Information when Buying a Townhouse, Unit or House

Learn about the different processes depending on property type to ensure you are prepared before you buy.

Buying a Townhouse or Unit

You should ensure you:

  • are informed of certain matters before signing the contract, for example, the annual contribution to the body corporate and how this is set;
  • receive a copy of the Community Management Statement for the body corporate (which includes details of the annual contributions and the body corporate by-laws) with the contract;
  • receive certain warranties from the seller, for example, that there are no hidden or obvious defects in the common property. If defects and liabilities are not disclosed in the contract you may be able to cancel the contract and recover any money paid.

 

When you buy a townhouse or unit (community title) you take on a relationship with the other owners and the body corporate such as:

  • sharing the ownership of common areas, e.g. lifts, stairwells and front entrances
  • becoming a member of a body corporate which is regulated by fairly complex rules – you are jointly and severally liable for the bodies’ corporate debts.
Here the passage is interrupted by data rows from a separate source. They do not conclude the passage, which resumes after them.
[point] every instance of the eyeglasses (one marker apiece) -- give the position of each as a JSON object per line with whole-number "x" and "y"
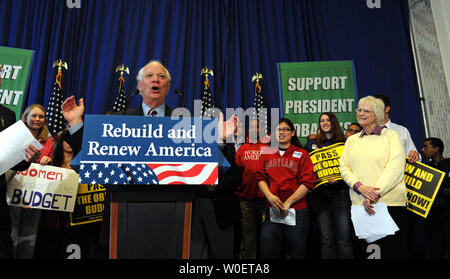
{"x": 353, "y": 131}
{"x": 363, "y": 110}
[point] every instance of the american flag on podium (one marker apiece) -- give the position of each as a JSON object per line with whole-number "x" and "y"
{"x": 55, "y": 119}
{"x": 207, "y": 98}
{"x": 119, "y": 104}
{"x": 260, "y": 112}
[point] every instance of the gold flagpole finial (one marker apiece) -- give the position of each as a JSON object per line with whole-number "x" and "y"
{"x": 60, "y": 64}
{"x": 257, "y": 77}
{"x": 122, "y": 68}
{"x": 207, "y": 72}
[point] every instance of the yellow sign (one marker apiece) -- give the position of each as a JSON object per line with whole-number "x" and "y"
{"x": 89, "y": 204}
{"x": 326, "y": 163}
{"x": 422, "y": 184}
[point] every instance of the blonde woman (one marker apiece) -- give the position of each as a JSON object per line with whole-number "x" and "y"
{"x": 25, "y": 221}
{"x": 373, "y": 165}
{"x": 34, "y": 119}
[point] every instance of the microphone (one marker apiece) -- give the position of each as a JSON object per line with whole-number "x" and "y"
{"x": 179, "y": 93}
{"x": 134, "y": 93}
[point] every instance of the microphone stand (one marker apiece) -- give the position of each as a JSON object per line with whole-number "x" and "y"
{"x": 134, "y": 93}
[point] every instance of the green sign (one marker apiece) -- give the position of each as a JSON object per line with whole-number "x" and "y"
{"x": 14, "y": 75}
{"x": 307, "y": 89}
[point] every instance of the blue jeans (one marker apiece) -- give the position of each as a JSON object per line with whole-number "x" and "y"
{"x": 274, "y": 235}
{"x": 330, "y": 206}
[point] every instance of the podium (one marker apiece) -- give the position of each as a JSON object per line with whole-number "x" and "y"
{"x": 150, "y": 178}
{"x": 150, "y": 224}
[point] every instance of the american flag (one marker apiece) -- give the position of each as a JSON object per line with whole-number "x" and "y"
{"x": 55, "y": 119}
{"x": 148, "y": 174}
{"x": 116, "y": 174}
{"x": 119, "y": 104}
{"x": 260, "y": 112}
{"x": 186, "y": 173}
{"x": 207, "y": 98}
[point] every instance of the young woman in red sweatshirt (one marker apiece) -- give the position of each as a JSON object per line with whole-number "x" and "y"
{"x": 285, "y": 179}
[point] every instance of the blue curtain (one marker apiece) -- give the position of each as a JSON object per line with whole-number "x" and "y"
{"x": 234, "y": 38}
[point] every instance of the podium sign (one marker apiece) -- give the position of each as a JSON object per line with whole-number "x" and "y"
{"x": 148, "y": 150}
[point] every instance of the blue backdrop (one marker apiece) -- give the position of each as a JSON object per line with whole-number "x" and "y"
{"x": 234, "y": 38}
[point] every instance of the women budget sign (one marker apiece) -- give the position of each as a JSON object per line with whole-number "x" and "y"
{"x": 307, "y": 89}
{"x": 43, "y": 187}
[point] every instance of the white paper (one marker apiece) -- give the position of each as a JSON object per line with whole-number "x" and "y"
{"x": 15, "y": 140}
{"x": 372, "y": 227}
{"x": 288, "y": 220}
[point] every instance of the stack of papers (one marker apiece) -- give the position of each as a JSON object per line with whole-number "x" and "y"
{"x": 373, "y": 227}
{"x": 288, "y": 220}
{"x": 15, "y": 139}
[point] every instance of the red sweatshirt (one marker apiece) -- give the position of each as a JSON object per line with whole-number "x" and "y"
{"x": 284, "y": 174}
{"x": 248, "y": 157}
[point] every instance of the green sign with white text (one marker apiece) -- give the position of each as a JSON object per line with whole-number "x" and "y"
{"x": 307, "y": 89}
{"x": 14, "y": 74}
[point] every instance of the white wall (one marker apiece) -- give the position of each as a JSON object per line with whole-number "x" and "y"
{"x": 441, "y": 15}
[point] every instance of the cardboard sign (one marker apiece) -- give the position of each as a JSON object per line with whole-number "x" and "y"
{"x": 326, "y": 163}
{"x": 90, "y": 204}
{"x": 422, "y": 183}
{"x": 307, "y": 89}
{"x": 43, "y": 187}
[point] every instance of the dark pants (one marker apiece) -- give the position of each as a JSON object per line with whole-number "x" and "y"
{"x": 391, "y": 246}
{"x": 273, "y": 235}
{"x": 209, "y": 240}
{"x": 251, "y": 212}
{"x": 330, "y": 206}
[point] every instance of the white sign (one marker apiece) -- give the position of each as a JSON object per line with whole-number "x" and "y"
{"x": 15, "y": 139}
{"x": 43, "y": 187}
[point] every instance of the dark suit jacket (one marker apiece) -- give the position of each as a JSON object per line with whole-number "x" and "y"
{"x": 75, "y": 140}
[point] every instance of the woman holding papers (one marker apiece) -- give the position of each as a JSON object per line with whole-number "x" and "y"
{"x": 330, "y": 202}
{"x": 25, "y": 222}
{"x": 373, "y": 164}
{"x": 285, "y": 179}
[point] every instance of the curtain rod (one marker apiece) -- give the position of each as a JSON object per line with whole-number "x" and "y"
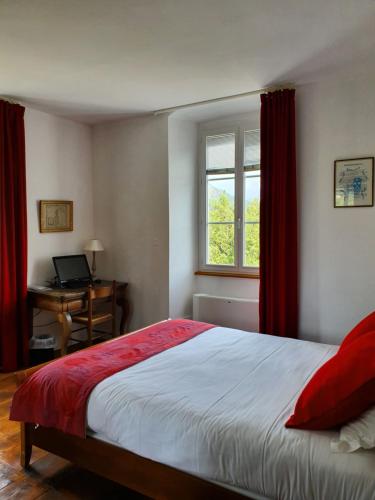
{"x": 225, "y": 98}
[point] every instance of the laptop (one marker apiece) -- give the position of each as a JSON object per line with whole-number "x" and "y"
{"x": 72, "y": 271}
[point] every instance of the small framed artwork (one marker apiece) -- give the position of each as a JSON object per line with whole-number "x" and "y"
{"x": 354, "y": 183}
{"x": 55, "y": 216}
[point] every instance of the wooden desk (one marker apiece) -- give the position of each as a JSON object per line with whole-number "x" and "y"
{"x": 66, "y": 301}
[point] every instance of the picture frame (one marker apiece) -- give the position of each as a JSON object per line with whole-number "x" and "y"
{"x": 55, "y": 216}
{"x": 354, "y": 183}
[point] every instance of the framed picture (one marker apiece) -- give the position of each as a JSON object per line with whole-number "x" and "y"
{"x": 354, "y": 183}
{"x": 55, "y": 216}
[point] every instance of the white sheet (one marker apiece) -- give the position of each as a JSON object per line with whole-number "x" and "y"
{"x": 216, "y": 405}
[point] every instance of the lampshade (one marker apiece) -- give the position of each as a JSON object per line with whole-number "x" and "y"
{"x": 94, "y": 246}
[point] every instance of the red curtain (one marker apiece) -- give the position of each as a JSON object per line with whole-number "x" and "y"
{"x": 278, "y": 294}
{"x": 13, "y": 239}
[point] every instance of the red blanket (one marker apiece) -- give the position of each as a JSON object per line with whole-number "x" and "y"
{"x": 57, "y": 394}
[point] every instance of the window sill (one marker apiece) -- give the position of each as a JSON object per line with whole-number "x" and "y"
{"x": 223, "y": 274}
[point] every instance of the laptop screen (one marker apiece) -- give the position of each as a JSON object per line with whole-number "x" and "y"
{"x": 72, "y": 268}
The body corporate is made up of all the owners. It decides issues about the common property, concerns of owners and maintenance of the complex.

Owners regularly contribute money to the body corporate for day-to-day ongoing expenses and anticipated long term costs.

You should ask your solicitor to explain the ramifications of buying community title.

Buying a House

Your solicitor will:

  • Check the title and plan of the land for easements, caveats, and other encumbrances
  • Do all the other usual searches
  • Inform you if these searches disclose any zoning and planning regulations or other restrictions affecting the property
  • Check for any disputes or other charges affecting the unit or townhouse (community title land)
  • Prepare all documents and make sure you gain good title to the property you are buying.

When is the Cooling-Off Period?

All residential property sales in Queensland are subject to a buyer’s cooling-off period of five business days commencing on the date the buyer or their lawyer receives a copy of the contract signed by both the buyer and the seller.

If you, the buyer, decide not to proceed with the sale within that period, you must give notice to the seller in the specified way to cancel the contract; you must pay the seller 0.25 percent of the purchase price of the property. If your deposit exceeds that 0.25 percent, the balance must be refunded to you.

Auctions

No cooling-off period applies to buyers who purchase at auction on the fall of the hammer. The cooling-off period applies if a property is passed in at auction and a bidder subsequently buys the property.

Warning:  This content is not designed to replace professional advice. It has been prepared without taking into account your objectives, financial situation or needs. You should consider the appropriateness of the advice, in light of your own objectives, financial situation or needs before making any decision as to whether this scheme is appropriate for you.